The Feldenkrais Method is available to musicians as a vast resource and addresses many of these concerns. It is a complex way of viewing ourselves that creates the capacity to make changes in surprisingly simple ways.
A lesson in this method evokes an awareness of the support that the skeleton provides. A flautist who holds the flute up and whose stance is asymmetrical tends to under-utilize his/her skeleton and overwork his/her musculature, especially in the arms and back. These gentle processes in the Feldenkrais lesson shift automatic habits; improving breath, performance and ergonomic use of oneself.
Feldenkrais practitioners offer a unique set of tools for musicians that utilize the flexibility of the brain and it’s potential. I have summarized them into a few conceptual areas.

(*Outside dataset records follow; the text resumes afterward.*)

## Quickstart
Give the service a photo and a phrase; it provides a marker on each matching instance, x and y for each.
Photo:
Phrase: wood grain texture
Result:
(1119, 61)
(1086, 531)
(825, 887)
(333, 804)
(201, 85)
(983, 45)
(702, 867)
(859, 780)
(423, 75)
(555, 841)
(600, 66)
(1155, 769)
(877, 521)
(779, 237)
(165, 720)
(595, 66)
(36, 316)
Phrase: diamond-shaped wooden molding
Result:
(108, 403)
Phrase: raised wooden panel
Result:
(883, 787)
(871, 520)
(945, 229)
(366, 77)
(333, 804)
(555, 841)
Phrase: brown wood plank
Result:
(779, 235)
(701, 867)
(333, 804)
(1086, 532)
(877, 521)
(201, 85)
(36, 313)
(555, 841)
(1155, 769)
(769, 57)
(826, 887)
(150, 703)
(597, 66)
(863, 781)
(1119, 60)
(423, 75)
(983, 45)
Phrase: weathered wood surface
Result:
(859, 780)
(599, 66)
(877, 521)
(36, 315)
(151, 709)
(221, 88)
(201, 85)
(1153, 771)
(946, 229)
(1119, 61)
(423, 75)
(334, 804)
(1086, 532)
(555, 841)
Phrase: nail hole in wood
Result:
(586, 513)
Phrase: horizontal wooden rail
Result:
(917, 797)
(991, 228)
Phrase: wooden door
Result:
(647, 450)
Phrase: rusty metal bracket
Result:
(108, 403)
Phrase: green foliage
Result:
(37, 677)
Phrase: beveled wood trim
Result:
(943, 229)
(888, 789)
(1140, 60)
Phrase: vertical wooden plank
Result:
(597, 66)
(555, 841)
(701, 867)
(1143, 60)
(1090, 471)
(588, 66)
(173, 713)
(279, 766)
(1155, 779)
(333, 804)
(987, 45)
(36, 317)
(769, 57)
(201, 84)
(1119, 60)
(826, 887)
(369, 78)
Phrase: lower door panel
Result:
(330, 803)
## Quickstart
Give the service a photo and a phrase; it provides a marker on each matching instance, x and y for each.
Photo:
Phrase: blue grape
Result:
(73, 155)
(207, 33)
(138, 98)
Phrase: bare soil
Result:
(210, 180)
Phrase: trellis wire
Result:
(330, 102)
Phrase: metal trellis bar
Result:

Learning and Practice Concepts
Flautists tend to concentrate attention on specific parts of their bodies, such as the hands or fingers and may be unaware of the rest of themselves. A Feldenkrais lesson is designed to shift attention between the body as a whole, and specific parts. For example, if a musician has pain in the back or shoulders when he/she raises the flute, we might extend awareness into the feet and explore balance. This lengthens the back, engages the abdominals, brings the weight forward and changes the habitual way of lifting the flute. Instead of continuing to recreate a pain pattern, one can create a new habit instead. This process can be explored in the example lesson.
Feldenkrais lessons are process orientated – rather than outcome orientated – where ‘mistakes’ are prized as the building blocks of exploration and create freedom to find new options. This approach can be very useful as a practice strategy to change habits and to find new modes of expression.
The focus of Feldenkrais is to discover what is possible and then to make it easy, rather than focusing on what is not perfect. The result is a flexible brain and an ability to do what you intend.
Visualization of your Body and Instrument
How do you experience yourself from the inside (as a whole and as individual parts)? And sensing yourself, how can you allow this to inform and illuminate your practice?
We develop the subtle and precise capacities to visualize and sense our use of ourselves in the Feldenkrais lessons, in a comparable way to the way in which musical practice develops. The ability to “sense” or “see” oneself from the inside matures in a similar way that the ability to “play” and “hear” and “coordinate” does on the flute. An internal authority begins to emerge – Feldenkrais lessons are designed so that you learn to listen to yourself.
We can discover very precisely the unconscious interference that underlies control (for example, the inability to master a technical aspect after many hours of practice and repetition). Through the process of engaging attention in this way, the body has the capacity to reorganize automatically. More effort is used by the brain, and less by the body.
“The aim is a body that is organised to move with minimum effort and maximum efficiency, not through muscular strength, but increased consciousness of how it works.” Moshe Feldenkrais
Awareness Exercises
Lessons can be designed for the musician and his/her precise needs. Areas of interest for a flautist often encompass the breath and diaphragm, use of the back, neck, arms and hands, balance over the feet, and easy turning. Qualities that are also enhanced in every lesson include ease and comfort, tone (muscle tone and musical tone), sensory awareness, and reduction of unnecessary effort.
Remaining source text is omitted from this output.